El inmenso volumen de fuentes del XVI conservado en archivos y bibliotecas hace posible acercarse al siglo, sin duda, en condiciones mejores que las que es posible encontrar para cualquier otro período anterior. A esta abundancia hay que añadir una impresionante variedad de procedencias que permite conocer, valga la expresión, no sólo la historia oficial, sino también la de quienes se resistían a ella desde la heterodoxia religiosa, política o cultural. Y, como se ha dicho antes, incluso la versión de los vencidos iletrados, que se han adentrado en el territorio de lo escrito de la mano de los escribanos notariales, de los párrocos e inquisidores, de los recaudadores y oficiales del rey, etc. Claro que no siempre ha sido a su pesar.

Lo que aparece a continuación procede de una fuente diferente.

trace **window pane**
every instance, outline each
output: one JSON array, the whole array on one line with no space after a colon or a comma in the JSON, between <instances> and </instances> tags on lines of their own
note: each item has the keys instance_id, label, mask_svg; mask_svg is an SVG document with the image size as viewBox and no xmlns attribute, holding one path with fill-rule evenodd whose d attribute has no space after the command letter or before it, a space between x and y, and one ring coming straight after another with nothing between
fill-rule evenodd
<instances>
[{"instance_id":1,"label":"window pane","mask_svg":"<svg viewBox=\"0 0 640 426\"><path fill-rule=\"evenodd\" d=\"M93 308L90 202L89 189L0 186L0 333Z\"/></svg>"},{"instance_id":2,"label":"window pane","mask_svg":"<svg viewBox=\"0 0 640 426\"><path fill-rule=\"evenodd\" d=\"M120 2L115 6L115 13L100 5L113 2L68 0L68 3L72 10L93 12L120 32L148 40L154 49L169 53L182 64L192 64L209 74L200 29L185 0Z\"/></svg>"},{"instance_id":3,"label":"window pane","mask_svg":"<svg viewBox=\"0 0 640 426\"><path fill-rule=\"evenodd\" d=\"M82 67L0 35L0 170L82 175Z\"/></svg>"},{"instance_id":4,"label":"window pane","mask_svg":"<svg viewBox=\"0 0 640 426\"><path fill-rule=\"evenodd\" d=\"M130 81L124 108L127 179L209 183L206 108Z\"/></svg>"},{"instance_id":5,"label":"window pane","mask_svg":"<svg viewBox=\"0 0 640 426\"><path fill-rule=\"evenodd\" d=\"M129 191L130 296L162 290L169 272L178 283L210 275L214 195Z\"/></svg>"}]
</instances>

A comienzos de la década de 1590 fue detenido Diego Carrillo, morisco granadino y antiguo esclavo, porque, en connivencia con un galeote de nombre Monterroso, "contrahazía la firma real en licencias para que nuevos convertidos pudiesen llevar armas". A Carrillo le fue hallada una cédula que sí era original y otras con firmas falsas; sin embargo, algunas habían sido registradas con normalidad ante el Justicia Civil de Valencia, de donde hubo que retirarlas. Como resultado de su proceso, se descubrió una red de más de veinte cómplices en el mismo delito en lugares como Murcia o Soria. Si la escritura era uno de los más importantes instrumentos para ejercer el control real por este Felipe II fundador y protector de archivos, ¿no había sido utilizada para burlarlo?

Como en este caso, siempre que sea posible queremos darle prioridad a la utilización en este texto de testimonios tomados directamente de los ricos, abundantes y, también, sorprendentes fondos documentales de la época y en los que modernizaremos tan sólo la grafía y acentuación para facilitar su lectura y comprensión. Igualmente, recurriremos a fuentes ya publicadas, así como a cuantos estudios, monografías y artículos nos permitan presentar y calibrar la realidad de este siglo de complejísima articulación interna.

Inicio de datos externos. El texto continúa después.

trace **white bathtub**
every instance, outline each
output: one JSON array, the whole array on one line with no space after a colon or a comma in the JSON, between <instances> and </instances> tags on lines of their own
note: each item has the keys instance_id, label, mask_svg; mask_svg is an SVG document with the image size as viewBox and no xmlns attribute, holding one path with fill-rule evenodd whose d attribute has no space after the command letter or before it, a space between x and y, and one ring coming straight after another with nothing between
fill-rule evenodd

Para hacerlo, en primer lugar, trazaremos una breve relación de los principales hechos de los reinados de Carlos I y Felipe II; después nos ocuparemos de la dimensión estructural de la Monarquía Hispánica, analizando, de un lado, la relación entre el rey y sus reinos, así como, de otro, la articulación de los Estados que conformaban espacial y jurisdiccionalmente cada uno de éstos. Después, pasaremos a estudiar los medios del gobierno de que se disponía tanto en la corte real como fuera de ella, considerándolos, en buena medida, el resultado de la particular constitución social y política de la Monarquía de los Austrias. Tras ellos, serán consideradas las magnitudes demográfica y económica de la España del XVI, ante todo, como expresión de la irrepetible complejidad del período.

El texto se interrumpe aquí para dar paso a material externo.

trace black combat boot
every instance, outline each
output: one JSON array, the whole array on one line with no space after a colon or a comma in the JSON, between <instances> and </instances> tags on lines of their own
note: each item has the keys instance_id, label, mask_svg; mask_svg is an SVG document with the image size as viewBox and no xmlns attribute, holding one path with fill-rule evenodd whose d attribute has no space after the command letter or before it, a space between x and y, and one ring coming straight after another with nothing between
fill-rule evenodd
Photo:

Un período que deparó importantes cambios, encerró las más variadas paradojas y ha estado sujeto a una memoria que, cuando menos, podría decirse que no ha sido siempre favorable. Aunque hoy en día sí lo es, como muestra el resultado de la citada encuesta en la que el siglo XVI fue elegido como el mejor momento para vivir y que, caso de trasladarse a España, quizá arrojase una conclusión parecida.